5. Explain which method of transport across membranes is likely to be used for absorption of antibodies in the stomach of newborn mammals. –> Since antibodies are large molecules (proteins), diffusion wouldn’t be enough to get them across a membrane, so they’d do active transport.
18/11/2013 § Leave a comment
But mommy, I don’t want to go to school today.
DATA BASED QUESTION
Page 233, use of monoclonal antibodies to diagnose pregnancy
1. Explain how a blue band appears at point C if the woman is pregnant. –> Okay, so a pregnant woman would produce the hormone HCG. Upon taking the pregnancy test, the antibodies in the test attached to enzymes bind to the HCG molecules. The urine necessary for the test continues to wash the HCG molecules up into the test zone (point C) where they will bind with other antibodies who, in response, will do a chemical reaction involving changing colour.
2. Explain why a blue band does not appear at point C if the woman is not pregnant. –> If a woman isn’t pregnant, though the urine still washes up the test to point C, there are no HCG hormone molecules that can bind to the antibodies in the pregnancy test that will cause the colour change reaction.
3. Explain the reasons for the use of immobilised monoclonal antibodies at point D, even thought they do not indicate whether a woman is pregnant or not. –> Point D is the control, which tells the user if the test worked or not. Whether or not the test is a positive or a negative, point D should always change colour.
13/11/2013 § Leave a comment
DATA BASED QUESTIONS
Page 227, skin pH
1. Compare the skin pH of neonates and adults. –> The skin of neonates generally have a higher pH level than that of adults. Adults’ skin has pH levels ranging between 5.5 to about 5.9 while neonates’ skin has pH levels ranging slightly above or below pH level 7.
2. Suggest how the adult skin pH might be established. –> Adults have thicker and tougher skin than infants which would provide more protection. Also, adults’ skin could have developed to become more acidic (lower pH) to protect from certain microorganisms.

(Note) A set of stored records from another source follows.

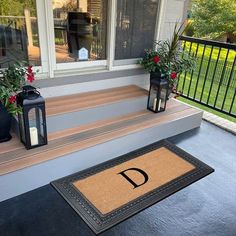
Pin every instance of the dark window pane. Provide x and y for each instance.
(136, 20)
(80, 24)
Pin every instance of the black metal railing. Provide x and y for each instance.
(213, 81)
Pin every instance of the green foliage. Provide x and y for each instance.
(168, 57)
(16, 7)
(11, 82)
(214, 18)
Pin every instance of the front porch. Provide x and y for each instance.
(89, 128)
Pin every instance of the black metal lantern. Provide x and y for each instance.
(32, 120)
(158, 95)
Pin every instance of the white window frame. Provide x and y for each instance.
(50, 68)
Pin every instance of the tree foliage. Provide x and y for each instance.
(16, 7)
(214, 18)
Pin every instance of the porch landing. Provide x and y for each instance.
(93, 128)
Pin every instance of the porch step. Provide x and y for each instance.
(14, 156)
(80, 109)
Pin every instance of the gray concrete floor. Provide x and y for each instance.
(207, 207)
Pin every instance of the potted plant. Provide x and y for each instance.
(12, 80)
(167, 59)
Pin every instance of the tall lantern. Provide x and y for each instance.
(158, 95)
(32, 119)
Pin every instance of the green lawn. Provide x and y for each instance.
(203, 84)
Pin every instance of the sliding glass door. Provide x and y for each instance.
(80, 30)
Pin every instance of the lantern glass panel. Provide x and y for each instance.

3. Suggest why the use of soaps (which are basic) might have a more irritating effect on the skin of a neonate. –> Neonates already have a neutral level of pH (at around pH level 7) and adding substances that are more basic would harm their skin.
4. Deduce how basic soaps might undermine the skin’s defensive function. —> If there is bacteria on our skin, basic soaps could be used to kill that bacteria but overusing it would eventually result in our dependence of the substance and harm our skin.